Ingredients
Method
- Prepare the dashi: In a medium heatproof bowl, mix the dashi powder with two cups of boiling water, stirring until the powder has dissolved. Allow the mixture to cool for approximately 15 minutes.
- Make the batter: Once the dashi has cooled, add the eggs and soy sauce, whisking to combine. Next, incorporate the flour, baking powder, and salt, whisking until fully blended. Strain the batter through a fine-mesh sieve into a measuring cup with a pouring spout to ensure a smooth texture.
- Prepare the takoyaki maker: Follow the manufacturer's instructions for heating your takoyaki maker, or if using a stovetop pan, heat over medium-high heat. Generously coat each hole and the top plate of the pan with vegetable oil or nonstick spray. Once the oil begins to smoke, stir the batter again and carefully pour it into each hole, filling them to the top. It is acceptable if some batter spills onto the pan’s surface.
- Add fillings: Place two to three pieces of octopus into each batter-filled hole. Sprinkle the ground bonito flakes, tenkasu, sliced scallions, and pickled ginger into the batter. Allow the batter to cook until the bottoms are set and lightly browned, approximately four minutes.

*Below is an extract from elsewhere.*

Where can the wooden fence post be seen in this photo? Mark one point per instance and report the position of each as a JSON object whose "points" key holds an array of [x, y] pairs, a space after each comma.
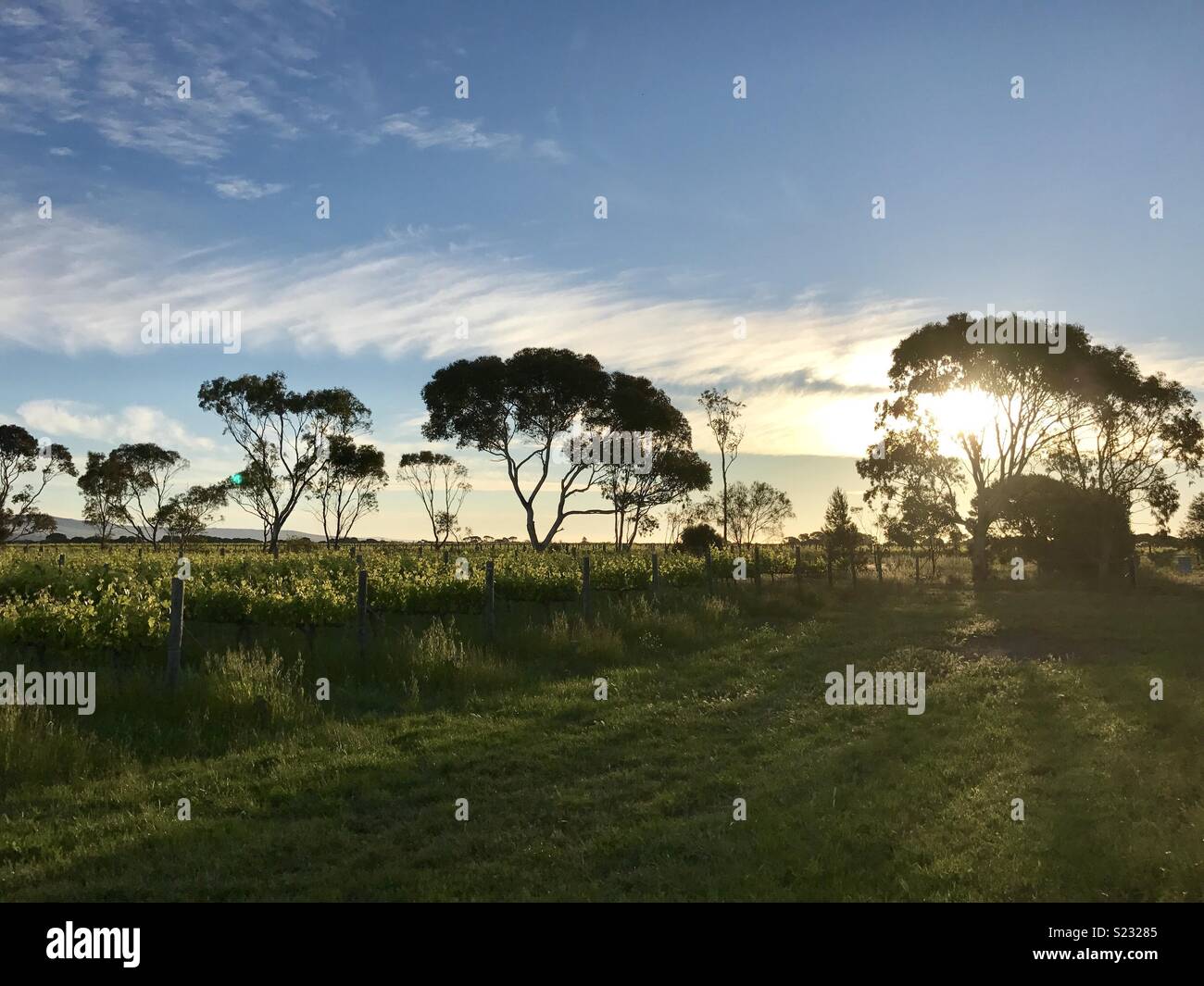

- Flip the takoyaki: Using a takoyaki skewer or chopsticks, gently break the spilled batter that has connected the takoyaki. Flip each ball 90 degrees while tucking in any excess batter. Once flipped, fill the hole with more batter and cook for another four minutes.
- Finalize cooking: Continue to break any connecting batter as before and flip the takoyaki 90 degrees again. Brush the tops with additional oil and cook for about four minutes, or until the takoyaki are golden and crisp on the outside. Ensure they are evenly cooked by rotating them within the takoyaki maker if necessary.
- Serve: Transfer the cooked takoyaki to a platter. Drizzle with takoyaki sauce and Kewpie mayonnaise, then garnish with bonito flakes, remaining scallions, pickled ginger, and aonori if desired. Takoyaki is best enjoyed immediately while hot.
Notes
Takoyaki can be made with both electric takoyaki makers and stovetop pans, which are available at Japanese markets or online. A Danish ebelskiver pan also works well for creating similar shapes. This recipe yields approximately 18 1½-inch takoyaki, but if using a different pan size, adjust the cooking time accordingly.